El beato Joaquín de Fiore (1135-1202), monje italiano nacido en Calabria, predijo que el mundo tendría su fin en 1260. Al no ocurrir este hecho, sus seguidores, los joaquinistas, establecieron una nueva fecha, 1290, y luego 1335 y, finalmente, 1378.
Inocencio III, Papa de 1198 a 1216, sumó el número de la bestia (666) a la fecha de fundación del Islam (622) y determinó que 1288 sería el año del fin del mundo.
La secta rusa de los “Antiguos Creyentes” predicó que en 1669 el mundo se acabaría. Para librarse del anticristo, 20,000 de sus fieles se suicidaron dándose fuego.
El pastor estadounidense William Miller (1782-1849) afirmó que el fin del mundo tendría lugar el 21 de marzo de 1843. Al no cumplirse su profecía tuvo lugar lo que se conoce como “The Great Disappointment” (la gran decepción) pues sus seguidores, los “mileristas”, habían abandonado sus empleos y vendido todas sus propiedades, en preparación para el esperado regreso de Cristo.

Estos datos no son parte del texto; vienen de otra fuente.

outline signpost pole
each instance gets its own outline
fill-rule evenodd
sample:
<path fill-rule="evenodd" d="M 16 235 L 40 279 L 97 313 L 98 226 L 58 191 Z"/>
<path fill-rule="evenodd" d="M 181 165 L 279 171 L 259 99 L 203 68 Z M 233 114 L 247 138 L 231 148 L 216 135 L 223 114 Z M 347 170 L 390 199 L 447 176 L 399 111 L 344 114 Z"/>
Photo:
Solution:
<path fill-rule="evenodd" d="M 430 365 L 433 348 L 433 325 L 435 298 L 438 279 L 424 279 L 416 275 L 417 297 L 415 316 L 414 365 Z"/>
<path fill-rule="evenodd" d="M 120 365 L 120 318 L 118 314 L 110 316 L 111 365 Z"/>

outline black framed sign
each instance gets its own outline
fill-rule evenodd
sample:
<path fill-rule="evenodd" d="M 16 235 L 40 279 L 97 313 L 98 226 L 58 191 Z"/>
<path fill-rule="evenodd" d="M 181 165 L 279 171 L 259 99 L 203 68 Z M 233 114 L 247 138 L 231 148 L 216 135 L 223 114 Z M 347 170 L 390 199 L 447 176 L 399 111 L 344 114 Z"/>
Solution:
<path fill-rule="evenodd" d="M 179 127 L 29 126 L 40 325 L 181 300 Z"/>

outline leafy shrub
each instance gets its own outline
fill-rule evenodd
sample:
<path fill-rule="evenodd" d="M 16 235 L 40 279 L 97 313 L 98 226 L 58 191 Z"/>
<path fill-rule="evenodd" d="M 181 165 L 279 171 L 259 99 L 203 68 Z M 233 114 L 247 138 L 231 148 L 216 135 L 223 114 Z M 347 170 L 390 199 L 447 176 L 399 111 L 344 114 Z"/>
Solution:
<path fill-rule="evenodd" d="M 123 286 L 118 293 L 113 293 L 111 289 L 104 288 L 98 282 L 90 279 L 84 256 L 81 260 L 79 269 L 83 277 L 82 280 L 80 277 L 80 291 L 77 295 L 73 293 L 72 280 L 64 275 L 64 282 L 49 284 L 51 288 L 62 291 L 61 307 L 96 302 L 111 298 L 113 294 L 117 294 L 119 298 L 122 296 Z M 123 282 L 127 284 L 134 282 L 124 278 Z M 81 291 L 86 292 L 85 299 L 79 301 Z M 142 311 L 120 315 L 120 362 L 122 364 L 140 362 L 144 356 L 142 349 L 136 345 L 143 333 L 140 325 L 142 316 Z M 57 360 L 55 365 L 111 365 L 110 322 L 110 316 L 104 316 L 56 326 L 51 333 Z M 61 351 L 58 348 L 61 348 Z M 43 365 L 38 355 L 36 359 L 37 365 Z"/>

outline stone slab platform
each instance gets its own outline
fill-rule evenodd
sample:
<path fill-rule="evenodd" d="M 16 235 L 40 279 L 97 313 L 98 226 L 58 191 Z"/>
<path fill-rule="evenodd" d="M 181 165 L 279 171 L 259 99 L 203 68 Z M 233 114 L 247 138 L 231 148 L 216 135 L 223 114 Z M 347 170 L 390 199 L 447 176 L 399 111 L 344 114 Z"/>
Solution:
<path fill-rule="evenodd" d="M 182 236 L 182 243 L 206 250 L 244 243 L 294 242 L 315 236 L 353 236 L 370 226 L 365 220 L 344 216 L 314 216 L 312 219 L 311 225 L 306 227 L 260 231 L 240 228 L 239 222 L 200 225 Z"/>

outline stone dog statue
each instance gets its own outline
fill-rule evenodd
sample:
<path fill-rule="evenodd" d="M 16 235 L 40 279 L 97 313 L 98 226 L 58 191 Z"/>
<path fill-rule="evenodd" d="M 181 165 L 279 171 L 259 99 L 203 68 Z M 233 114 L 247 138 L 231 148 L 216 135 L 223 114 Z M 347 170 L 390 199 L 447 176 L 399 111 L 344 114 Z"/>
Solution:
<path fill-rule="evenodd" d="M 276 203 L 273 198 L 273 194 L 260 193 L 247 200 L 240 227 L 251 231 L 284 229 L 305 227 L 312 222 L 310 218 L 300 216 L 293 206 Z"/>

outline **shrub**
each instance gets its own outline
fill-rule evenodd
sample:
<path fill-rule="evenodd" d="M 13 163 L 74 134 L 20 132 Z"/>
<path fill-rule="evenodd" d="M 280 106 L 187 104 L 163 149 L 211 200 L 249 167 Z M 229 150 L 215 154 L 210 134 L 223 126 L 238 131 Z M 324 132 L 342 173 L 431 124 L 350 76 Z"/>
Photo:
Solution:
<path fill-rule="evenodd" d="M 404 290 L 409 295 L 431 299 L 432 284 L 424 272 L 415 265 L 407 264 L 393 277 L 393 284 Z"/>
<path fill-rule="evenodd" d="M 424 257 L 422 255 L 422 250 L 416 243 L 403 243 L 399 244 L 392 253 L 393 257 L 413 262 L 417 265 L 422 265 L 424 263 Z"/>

Ellen White, la fundadora de los Adventistas del Séptimo Día, predijo varias fechas para el fin del mundo a partir de 1850; y Joseph Smith, el fundador de la iglesia mormona, afirmó en 1835 que Jesús regresaría en 56 años (1891).
Los Testigos de Jehová, después de ejercicios de numerología con el libro de Daniel de la Biblia, llegaron a la conclusión de que el mundo terminaría en 1914. Como no fue así, señalaron nuevas fechas: 1915, 1918, 1920, 1925, 1941, 1975 y 1994. Ahora siguen advirtiendo la proximidad del Armagedón pero sin señalar una fecha determinada.
Otras predicciones han tenido como fundamento el estudio de las dimensiones de las pirámides egipcias. También han surgido teorías relacionadas con el espacio exterior, una de las cuales señala que, después del gran cataclismo, extraterrestres más avanzados, espiritual y tecnológicamente, vendrían a educar a los seres humanos sobrevivientes para crear un mudo de paz y armonía.
¿Qué puede haber de cierto en todas estas predicciones apocalípticas? Ciertamente, lo que puede decidir el destino de la especie humana e incluso de todo el planeta Tierra, no son consideraciones esotéricas basadas en libros sagrados o en leyendas de antiguas civilizaciones, ni tampoco hipotéticas invasiones de extraterrestres.
Lo que puede llevar y está llevando a una catástrofe de dimensiones apocalípticas es el sistema económico y social imperante, responsable de la contaminación de la atmósfera, de las aguas y de la tierra; que genera y es incapaz de resolver los problemas globales contemporáneos, como la desertificación, la extinción de miles de especies de la flora y de la fauna, la creciente escasez de agua potable, la falta de alimentos y la miseria y las enfermedades que afectan a una parte considerable de la población mundial.
Los mayores peligros para la supervivencia de la especie humana no son otros que la geopolítica imperial, la avaricia de las corporaciones, el poder sin límites del complejo militar-industrial, y la existencia de armas nucleares y otras armas de destrucción masiva.
En un proceso que comenzó con el lanzamiento criminal de bombas atómicas sobre Hiroshima y Nagasaki, el final del mundo en que vivimos no se relaciona ya con interpretaciones trasnochadas de la Biblia ni con cábalas o supersticiones sin base alguna racional, sino con la amenaza, completamente real y tangible, de las aventuras guerreristas en el Medio Oriente y otras regiones que pueden dar lugar fácilmente a una tercera guerra mundial. Una invasión a Irán, por ejemplo, podría iniciar el conteo regresivo hacia el gran final, y usted o yo, sin ser profetas, podríamos entonces señalar la nueva y última fecha del Apocalipsis.